DpC downregulates MYC proteins in neuroblastoma cell lines. (A) Immunoblotting of c-MYC (SH-SY5Y, CHLA-15, CHLA-20) and N-MYC (SK-N-BE(2)) protein levels in neuroblastoma cells treated with 20 μM (SH-SY5Y) or 2 μM (CHLA-15, CHLA-20) DpC. Representative images (left) and relative optical density values (right) of three independent experiments. Source data are provided in Figure S1. Densitometry data are shown as the mean ± SD normalized to 0 h values. * p < 0.05; ** p < 0.01; two-tailed unpaired t-test. (B) Immunofluorescence micrographs of c-MYC (green) in SH-SY5Y cells treated with 20 μM DpC and EGF (40 ng/mL; 10 min; 37 °C).

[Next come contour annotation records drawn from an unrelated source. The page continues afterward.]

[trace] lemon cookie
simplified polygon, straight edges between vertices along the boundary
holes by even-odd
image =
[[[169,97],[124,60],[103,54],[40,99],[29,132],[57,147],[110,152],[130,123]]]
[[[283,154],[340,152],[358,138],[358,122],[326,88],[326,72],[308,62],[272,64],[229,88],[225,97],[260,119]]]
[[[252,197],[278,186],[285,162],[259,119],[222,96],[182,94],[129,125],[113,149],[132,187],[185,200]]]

Nuclei counterstained with Hoechst 33342 (blue). Scale bar = 20 μm. (C) qRT–PCR analysis of the effect of 20 μM DpC on the expression of MYCN in the SK-N-BE(2) cell line. Fold change ± SD comprised of three independent experiments. * p < 0.05; ** p < 0.01; two-tailed unpaired t-test.

Figure 8

Lipid accumulation in SH-SY5Y neuroblastoma cells in response to DpC treatment. (A) Light-microscopy micrograms revealing spherical bodies in the cytoplasm of SH-SY5Y cells. (B) Neutral lipid staining of DpC-treated cells by Oil Red O (red, left) and LipidTOX™ Green (green, right). Nuclei counterstained with Hoechst 33342 (blue). Scale bar: 20 μm. (C,D) Increase in the median fluorescence intensity (MFI) of LipidTOX™ Green emission after DpC treatment. MFI ± SD comprised of three independent experiments. ** p < 0.01.

Figure 9

Graphical overview of the major molecular targets affected by DpC treatment in neuroblastoma. Black arrows indicate findings of this study. Blue arrows represent existing knowledge (see references), providing a mechanistic insight into the effects of thiosemicarbazones in the context of neuroblastoma cells. DpC suppressed the expression of EGFR and MYC proteins in all studied neuroblastoma cell lines. Additionally, the treatment induced a massive increase in NDRG1 levels, as well as lipid droplet accumulation. Although the involvement of NDRG1 in lipid accumulation has been suggested in neuroblastoma [61] and other cell types [62,63], the underlying mechanism is still unclear (dashed line).